Voici deux pages du catalogue «specimen» de la fonderie Deberny et Peignot, consacrées au lancement de cette série mythique d’Univers qui fut sans doute une des premières production «marketing» dans le monde de la composition dite froide (photocomposition). Cette série fut mise au point sous la direction d’Adrien Frutiger par deux typographes émérites: Albert Boton et Ladislas Mandel. Ils ont été le fleuron des caractères Lumitype et ont remporté un succès à la fois commercial et d’estime dans toute profession des Arts Graphiques. (Avec mes remerciements à Michel Wlassikoff qui a eu la gentillesse de me passer ces documents).
C’est sur le site de Linotype que vous trouverez toutes légendes de ces photos… ce serait vraiment incorrect de ma part de ne pas vous y renvoyer…

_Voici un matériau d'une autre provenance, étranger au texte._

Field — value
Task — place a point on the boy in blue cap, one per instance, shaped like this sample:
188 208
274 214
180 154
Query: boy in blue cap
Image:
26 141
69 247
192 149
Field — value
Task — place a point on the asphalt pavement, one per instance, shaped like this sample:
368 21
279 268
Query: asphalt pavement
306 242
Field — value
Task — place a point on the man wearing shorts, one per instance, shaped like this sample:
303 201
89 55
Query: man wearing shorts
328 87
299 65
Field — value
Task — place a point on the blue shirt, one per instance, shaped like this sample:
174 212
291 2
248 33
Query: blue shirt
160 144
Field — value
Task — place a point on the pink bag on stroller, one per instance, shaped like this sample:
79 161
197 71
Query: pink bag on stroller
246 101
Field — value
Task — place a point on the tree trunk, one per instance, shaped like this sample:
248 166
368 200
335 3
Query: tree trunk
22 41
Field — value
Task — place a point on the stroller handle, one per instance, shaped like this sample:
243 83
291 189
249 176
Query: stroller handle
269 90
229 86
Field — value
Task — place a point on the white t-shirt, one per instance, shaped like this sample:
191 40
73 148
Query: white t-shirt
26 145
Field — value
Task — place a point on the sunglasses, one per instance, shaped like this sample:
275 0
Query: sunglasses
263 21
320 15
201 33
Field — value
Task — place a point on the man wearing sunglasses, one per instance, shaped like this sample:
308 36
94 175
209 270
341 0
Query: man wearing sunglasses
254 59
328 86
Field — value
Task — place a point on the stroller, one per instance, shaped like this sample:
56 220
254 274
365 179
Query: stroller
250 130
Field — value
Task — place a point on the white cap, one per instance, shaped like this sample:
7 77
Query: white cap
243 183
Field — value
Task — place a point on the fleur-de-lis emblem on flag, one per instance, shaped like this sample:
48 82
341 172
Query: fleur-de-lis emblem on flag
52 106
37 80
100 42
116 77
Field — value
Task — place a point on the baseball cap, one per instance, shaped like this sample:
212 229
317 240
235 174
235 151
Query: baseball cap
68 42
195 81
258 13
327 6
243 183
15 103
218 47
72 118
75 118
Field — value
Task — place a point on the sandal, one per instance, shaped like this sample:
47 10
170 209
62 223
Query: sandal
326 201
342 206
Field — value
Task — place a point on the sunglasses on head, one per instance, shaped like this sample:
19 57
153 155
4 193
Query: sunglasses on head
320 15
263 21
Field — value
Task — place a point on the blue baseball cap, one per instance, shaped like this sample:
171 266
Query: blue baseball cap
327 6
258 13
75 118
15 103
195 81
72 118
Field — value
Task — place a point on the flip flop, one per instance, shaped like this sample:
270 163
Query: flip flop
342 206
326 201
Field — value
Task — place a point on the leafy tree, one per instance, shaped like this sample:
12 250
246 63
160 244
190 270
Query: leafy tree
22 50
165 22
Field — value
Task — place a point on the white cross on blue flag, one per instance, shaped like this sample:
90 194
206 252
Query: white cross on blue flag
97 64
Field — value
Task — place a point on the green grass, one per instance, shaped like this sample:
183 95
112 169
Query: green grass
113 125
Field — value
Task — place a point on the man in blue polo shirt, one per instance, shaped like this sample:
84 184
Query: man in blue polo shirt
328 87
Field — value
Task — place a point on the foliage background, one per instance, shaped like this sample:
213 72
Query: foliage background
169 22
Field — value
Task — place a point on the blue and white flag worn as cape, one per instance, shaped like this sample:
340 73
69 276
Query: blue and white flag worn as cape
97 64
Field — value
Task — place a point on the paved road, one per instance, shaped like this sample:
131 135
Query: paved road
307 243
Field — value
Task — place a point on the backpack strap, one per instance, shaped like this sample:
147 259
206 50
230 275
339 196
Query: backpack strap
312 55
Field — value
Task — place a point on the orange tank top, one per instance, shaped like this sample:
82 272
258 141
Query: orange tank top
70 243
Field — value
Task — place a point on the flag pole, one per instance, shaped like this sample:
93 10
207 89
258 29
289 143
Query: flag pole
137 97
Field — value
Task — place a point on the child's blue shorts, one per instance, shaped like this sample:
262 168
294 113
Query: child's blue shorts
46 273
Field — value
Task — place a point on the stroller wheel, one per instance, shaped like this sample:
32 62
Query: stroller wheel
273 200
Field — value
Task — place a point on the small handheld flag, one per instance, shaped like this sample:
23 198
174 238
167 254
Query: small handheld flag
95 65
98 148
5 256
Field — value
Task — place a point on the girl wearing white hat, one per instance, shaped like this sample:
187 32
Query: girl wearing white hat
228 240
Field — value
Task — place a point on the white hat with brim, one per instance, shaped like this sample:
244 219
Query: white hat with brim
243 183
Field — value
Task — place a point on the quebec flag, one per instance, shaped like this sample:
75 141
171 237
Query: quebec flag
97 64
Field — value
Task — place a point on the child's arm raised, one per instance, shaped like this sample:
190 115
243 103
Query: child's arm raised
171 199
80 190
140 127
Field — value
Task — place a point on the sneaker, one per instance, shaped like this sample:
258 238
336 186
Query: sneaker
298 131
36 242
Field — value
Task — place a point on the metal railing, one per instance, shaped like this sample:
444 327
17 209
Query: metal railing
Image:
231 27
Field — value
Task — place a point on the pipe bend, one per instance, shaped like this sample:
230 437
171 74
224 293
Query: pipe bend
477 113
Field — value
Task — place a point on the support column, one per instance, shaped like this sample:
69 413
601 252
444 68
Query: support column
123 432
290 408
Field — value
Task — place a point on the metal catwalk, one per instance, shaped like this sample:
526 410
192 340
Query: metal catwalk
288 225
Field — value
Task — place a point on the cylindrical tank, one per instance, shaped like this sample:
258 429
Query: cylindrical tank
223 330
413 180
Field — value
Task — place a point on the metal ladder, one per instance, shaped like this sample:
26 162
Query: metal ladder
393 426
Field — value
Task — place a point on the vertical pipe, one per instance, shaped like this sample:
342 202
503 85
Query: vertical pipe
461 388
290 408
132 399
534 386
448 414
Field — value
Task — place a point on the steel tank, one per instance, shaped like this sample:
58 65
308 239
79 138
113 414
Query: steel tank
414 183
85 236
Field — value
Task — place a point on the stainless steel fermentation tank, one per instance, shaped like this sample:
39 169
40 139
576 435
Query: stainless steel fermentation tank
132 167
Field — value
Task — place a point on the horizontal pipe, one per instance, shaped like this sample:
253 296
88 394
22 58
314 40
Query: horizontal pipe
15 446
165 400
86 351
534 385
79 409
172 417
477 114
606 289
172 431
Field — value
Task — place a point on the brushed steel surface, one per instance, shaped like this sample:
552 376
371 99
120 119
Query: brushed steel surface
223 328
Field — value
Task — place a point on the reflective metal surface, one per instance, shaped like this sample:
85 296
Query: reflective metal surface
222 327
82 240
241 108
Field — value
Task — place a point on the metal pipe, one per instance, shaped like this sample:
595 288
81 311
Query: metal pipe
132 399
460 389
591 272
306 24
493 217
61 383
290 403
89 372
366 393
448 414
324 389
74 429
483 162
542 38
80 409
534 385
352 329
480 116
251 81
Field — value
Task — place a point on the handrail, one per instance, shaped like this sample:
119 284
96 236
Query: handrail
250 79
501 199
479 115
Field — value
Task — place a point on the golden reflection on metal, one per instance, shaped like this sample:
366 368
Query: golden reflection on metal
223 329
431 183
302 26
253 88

Linotype, tribute to Adrien Frutiger.
Juste quelques souvenirs personnels. J’ai eu l’occasion de rencontrer Adrien à de nombreuses occasions, puisque aussi bien à Lure dans le cadre des Rencontres Internationales de Lurs en Provence qu’à son bureau de la rue Cabanis chez Deberny et Peignot du temps où Charles Peignot présidait encore cette société malheureuse, qui n’a pas eu les moyens de développer la première photocomposeuse (Lumitype) inventé par deux ingénieurs Français, Higonnet et Moiroud. Je l’ai rencontré aussi assez souvent dans les assemblées générales de l’ATYPI, à Paris, Berlin, Bâle, Oxford, Hambourg.
Indirectement aussi, parce que Ladislas Mandel disparu depuis peu était un ami de la famille et qu’il dirigeait l’atelier de réalisation de Deberny et Peignot… que Ladislas nous a parlé longuement des méthodes et théories de la lisibilité chères à A. Frutiger.
J’ai même une anecdote cocasse: un jour, en 1993, j’ouvre une des polices, l’AVENIR dessiné par Adrien pour Linotype. Et o surprise, l’italique était en en réalité un romain penché. Déformé électroniquement. J’appelle aussitôt Adrien dans son atelier, et il me répond très gentiment que «oui, Linotype voulait qu’il dessine la série des italiques de cette police». Chose qu’Adrien pour des raisons paléontologiques se refusait. Une chose est le marketing dans l’industrie de la typo, une autre les racines culturelles qui normalement devraient nous interdire de dessiner une linéale (type Europe, Futura) en italique. C’est assez contraire à l’origine des tracés des phéniciens. Mais commerce oblige, Adrien, me dit-il, avait donné l’autorisation à Linotype de déformer son caractère afin de proposer une famille complète, toutes les graisses, en romain et italique.
Je crois que par la suite cette erreur avait été corrigée, et que soit Adrien lui même, soit le bureau de dessin de la firme allemande sous le contrôle du Maître, ont fini par produire un dessin tout à fait honorable de l’AVENIR en ital.
Voilà, que dire, sinon vous renvoyer sur tous les sites qui relatent la vie, et l’immense œuvre de ce typographe suisse qui ne s’est jamais départi de sa gentillesse, de son goût pour les formes bien construites. Une sorte de Jean Sébastien Bach de la typographie bien tempérée qui n’a jamais oublié que la première fonction d’une typo est de véhiculer un message, un texte. Le plus lisiblement, de loin (typos pour les aéroports de Montréal) comme de près. Son Frutiger restera une des linéales les plus alternatives lorsque vous hésitez entre un Futura, trop géométrique, ou un Helvetica trop neutre, ou encore un MetaPlus, presque trop moderne. Son travail sur le caractère Frutiger s’apparente à celui d’un Eric Gill, qui sut allier tracé originel, et construction rigoureuse.